(Washington, DC) — In letters to Undersecretary William Reinsch at the Commerce Department’s Bureau of Export Administration and to FBI Director Louis Freeh, Computer & Communications Industry Association Vice President John Scheibel questioned the rationale behind recent delays in the approval of export licenses for encryption products. If there is no legitimate policy justifying these delays — which are now stretching 6 TIMES longer than previously — CCIA is urging that they be stopped.
The force behind these delays in the license approval process is the FBI which “is attempting to tighten restrictions on the export of encrypted hardware and software that, until recently, had been routinely approved for export by the U.S. Government,” Scheibel wrote.
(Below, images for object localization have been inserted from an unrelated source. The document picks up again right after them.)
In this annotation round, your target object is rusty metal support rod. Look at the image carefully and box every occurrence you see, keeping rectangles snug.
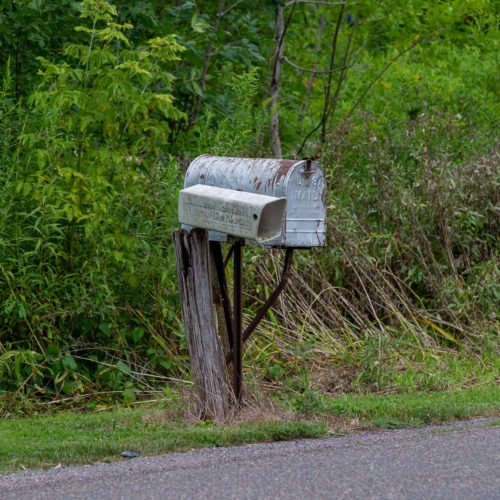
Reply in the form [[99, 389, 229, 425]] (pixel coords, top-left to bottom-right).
[[233, 239, 244, 403], [225, 248, 294, 365], [224, 244, 234, 268], [210, 241, 234, 349]]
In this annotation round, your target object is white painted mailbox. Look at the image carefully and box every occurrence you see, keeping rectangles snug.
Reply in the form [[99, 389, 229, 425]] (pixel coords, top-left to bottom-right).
[[178, 184, 287, 243], [183, 155, 327, 247]]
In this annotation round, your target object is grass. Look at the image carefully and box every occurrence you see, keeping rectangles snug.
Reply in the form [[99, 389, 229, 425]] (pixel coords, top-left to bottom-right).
[[1, 385, 498, 474], [291, 384, 500, 428], [0, 408, 325, 473]]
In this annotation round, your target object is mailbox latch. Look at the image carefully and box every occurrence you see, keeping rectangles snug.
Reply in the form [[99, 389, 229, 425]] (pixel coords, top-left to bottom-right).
[[300, 159, 317, 179]]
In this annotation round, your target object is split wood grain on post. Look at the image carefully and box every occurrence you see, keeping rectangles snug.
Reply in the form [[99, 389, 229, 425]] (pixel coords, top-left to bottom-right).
[[172, 228, 230, 421]]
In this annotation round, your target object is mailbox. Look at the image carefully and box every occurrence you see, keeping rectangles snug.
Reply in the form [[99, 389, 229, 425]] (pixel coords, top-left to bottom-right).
[[178, 184, 286, 243], [184, 155, 327, 247]]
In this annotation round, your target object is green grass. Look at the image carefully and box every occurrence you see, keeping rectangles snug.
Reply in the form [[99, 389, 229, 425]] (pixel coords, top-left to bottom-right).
[[291, 384, 500, 428], [1, 385, 498, 473], [0, 409, 325, 473]]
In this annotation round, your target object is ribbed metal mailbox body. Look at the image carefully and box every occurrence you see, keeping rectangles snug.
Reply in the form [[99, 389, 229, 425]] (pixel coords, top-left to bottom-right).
[[184, 155, 327, 247]]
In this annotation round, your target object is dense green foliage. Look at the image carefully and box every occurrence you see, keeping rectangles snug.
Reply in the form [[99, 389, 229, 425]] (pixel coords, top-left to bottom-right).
[[0, 0, 498, 414]]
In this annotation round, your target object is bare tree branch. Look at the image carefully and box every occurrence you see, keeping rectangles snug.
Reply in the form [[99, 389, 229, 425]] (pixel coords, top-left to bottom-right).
[[188, 0, 226, 130], [297, 117, 322, 156], [269, 0, 299, 157], [221, 0, 245, 17], [269, 2, 285, 158], [320, 1, 345, 144], [283, 55, 352, 74], [296, 9, 326, 138]]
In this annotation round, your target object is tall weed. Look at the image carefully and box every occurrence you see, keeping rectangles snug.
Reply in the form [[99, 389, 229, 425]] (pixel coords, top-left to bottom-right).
[[242, 111, 498, 395]]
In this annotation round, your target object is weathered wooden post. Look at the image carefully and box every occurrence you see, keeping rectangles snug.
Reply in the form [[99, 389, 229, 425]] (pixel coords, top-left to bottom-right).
[[172, 228, 230, 420]]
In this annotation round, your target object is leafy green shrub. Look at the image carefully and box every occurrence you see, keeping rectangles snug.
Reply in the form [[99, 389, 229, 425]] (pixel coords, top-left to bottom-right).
[[0, 0, 188, 411], [187, 67, 267, 157], [0, 0, 82, 98], [243, 105, 498, 395]]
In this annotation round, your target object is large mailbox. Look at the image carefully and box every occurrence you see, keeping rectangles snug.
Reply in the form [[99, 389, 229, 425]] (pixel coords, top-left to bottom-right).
[[183, 155, 327, 247]]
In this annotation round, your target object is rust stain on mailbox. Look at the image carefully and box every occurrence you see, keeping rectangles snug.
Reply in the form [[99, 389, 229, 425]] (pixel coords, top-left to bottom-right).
[[184, 155, 327, 247]]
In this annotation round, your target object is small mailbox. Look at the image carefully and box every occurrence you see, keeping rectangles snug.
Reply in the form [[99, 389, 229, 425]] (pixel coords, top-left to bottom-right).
[[178, 184, 286, 243], [184, 155, 327, 247]]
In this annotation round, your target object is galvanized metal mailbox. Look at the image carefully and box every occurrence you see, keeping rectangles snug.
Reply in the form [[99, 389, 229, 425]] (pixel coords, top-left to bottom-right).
[[184, 155, 327, 247]]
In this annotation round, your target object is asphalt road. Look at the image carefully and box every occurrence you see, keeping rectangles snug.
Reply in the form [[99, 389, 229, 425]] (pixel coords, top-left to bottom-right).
[[1, 417, 499, 500]]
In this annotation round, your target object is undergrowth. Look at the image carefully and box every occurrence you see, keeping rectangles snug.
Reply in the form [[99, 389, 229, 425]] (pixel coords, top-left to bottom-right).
[[0, 1, 498, 416], [240, 113, 498, 400], [243, 120, 498, 397]]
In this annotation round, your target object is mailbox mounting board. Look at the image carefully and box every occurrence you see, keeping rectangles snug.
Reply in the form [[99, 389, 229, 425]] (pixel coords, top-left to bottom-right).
[[184, 155, 327, 248]]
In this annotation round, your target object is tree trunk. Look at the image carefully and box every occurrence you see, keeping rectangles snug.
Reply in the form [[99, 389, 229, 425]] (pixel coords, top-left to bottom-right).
[[172, 228, 230, 421], [187, 0, 226, 129], [269, 2, 285, 158]]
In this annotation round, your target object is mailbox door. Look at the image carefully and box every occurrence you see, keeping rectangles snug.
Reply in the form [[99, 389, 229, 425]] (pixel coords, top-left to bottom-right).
[[267, 163, 326, 247]]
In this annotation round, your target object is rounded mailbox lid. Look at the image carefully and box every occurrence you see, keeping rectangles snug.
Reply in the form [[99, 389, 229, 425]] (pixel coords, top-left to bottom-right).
[[184, 155, 327, 247]]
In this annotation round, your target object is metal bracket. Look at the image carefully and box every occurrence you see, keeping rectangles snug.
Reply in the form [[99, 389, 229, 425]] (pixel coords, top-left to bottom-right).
[[212, 243, 294, 403], [216, 248, 294, 403]]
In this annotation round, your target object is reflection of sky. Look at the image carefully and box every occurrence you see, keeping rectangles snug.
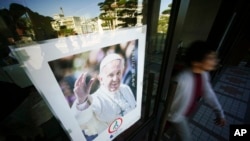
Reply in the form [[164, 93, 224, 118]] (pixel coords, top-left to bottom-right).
[[1, 0, 172, 18], [0, 0, 103, 18], [160, 0, 173, 14]]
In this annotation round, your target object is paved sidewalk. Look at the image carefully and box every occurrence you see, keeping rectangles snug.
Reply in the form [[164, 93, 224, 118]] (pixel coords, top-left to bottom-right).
[[189, 66, 250, 141]]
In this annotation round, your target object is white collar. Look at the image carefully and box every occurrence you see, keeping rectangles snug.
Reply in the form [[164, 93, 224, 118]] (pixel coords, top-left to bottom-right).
[[100, 85, 120, 98]]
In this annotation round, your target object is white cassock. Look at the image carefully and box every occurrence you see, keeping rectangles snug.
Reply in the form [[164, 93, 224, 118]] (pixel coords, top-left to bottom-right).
[[71, 84, 136, 136]]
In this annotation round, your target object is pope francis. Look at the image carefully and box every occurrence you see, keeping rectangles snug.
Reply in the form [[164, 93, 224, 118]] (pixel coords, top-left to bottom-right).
[[71, 53, 136, 140]]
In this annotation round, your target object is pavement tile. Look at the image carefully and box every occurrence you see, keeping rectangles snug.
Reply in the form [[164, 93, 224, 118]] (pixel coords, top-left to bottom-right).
[[223, 67, 250, 79], [214, 82, 250, 102], [219, 74, 250, 89]]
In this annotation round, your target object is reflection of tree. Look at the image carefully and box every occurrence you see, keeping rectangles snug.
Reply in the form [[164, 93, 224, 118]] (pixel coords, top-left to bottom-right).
[[157, 3, 171, 33], [162, 9, 171, 15], [28, 10, 56, 40], [0, 3, 57, 43], [98, 0, 116, 30], [117, 0, 137, 27], [58, 28, 75, 37], [162, 3, 172, 15], [0, 8, 19, 40], [157, 15, 169, 33], [98, 0, 138, 30]]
“The reason expressed for this denial [of licenses destined for foreign banks and subsidiaries of U.S. companies] by the FBI is that such exports are not congruent with the policy of promoting key recovery products — presumably because they have no key recovery component. The effect of the FBI action is to throw licenses that had been routinely approved into a bureaucratic and time consuming interagency dispute resolution process. What previously took one week to review and approve is now taking 6 weeks,” the letter stated.
CCIA views these delays as unnecessary burdens on businesses and financial institutions and constitutes another in a long line of mixed signals from this Administration on encryption policy. A recent announcement hailed the loosening of the export controls on encryption products to banks, yet licenses to banks are among those being delayed by the FBI’s unilateral action.
If this is what it appears to be — another heavy-handed approach by the FBI to force the Administration’s fledgling key recovery policy upon the manufacturers and users of encryption products — then CCIA believes that it is totally inappropriate.
CCIA is an association of computer and communications industry firms, as represented by their most senior executives. Small, medium and large in size, these companies represent a broad, cross-section of the industry, employing over a half million workers and generating annual revenues beyond 200 billion dollars.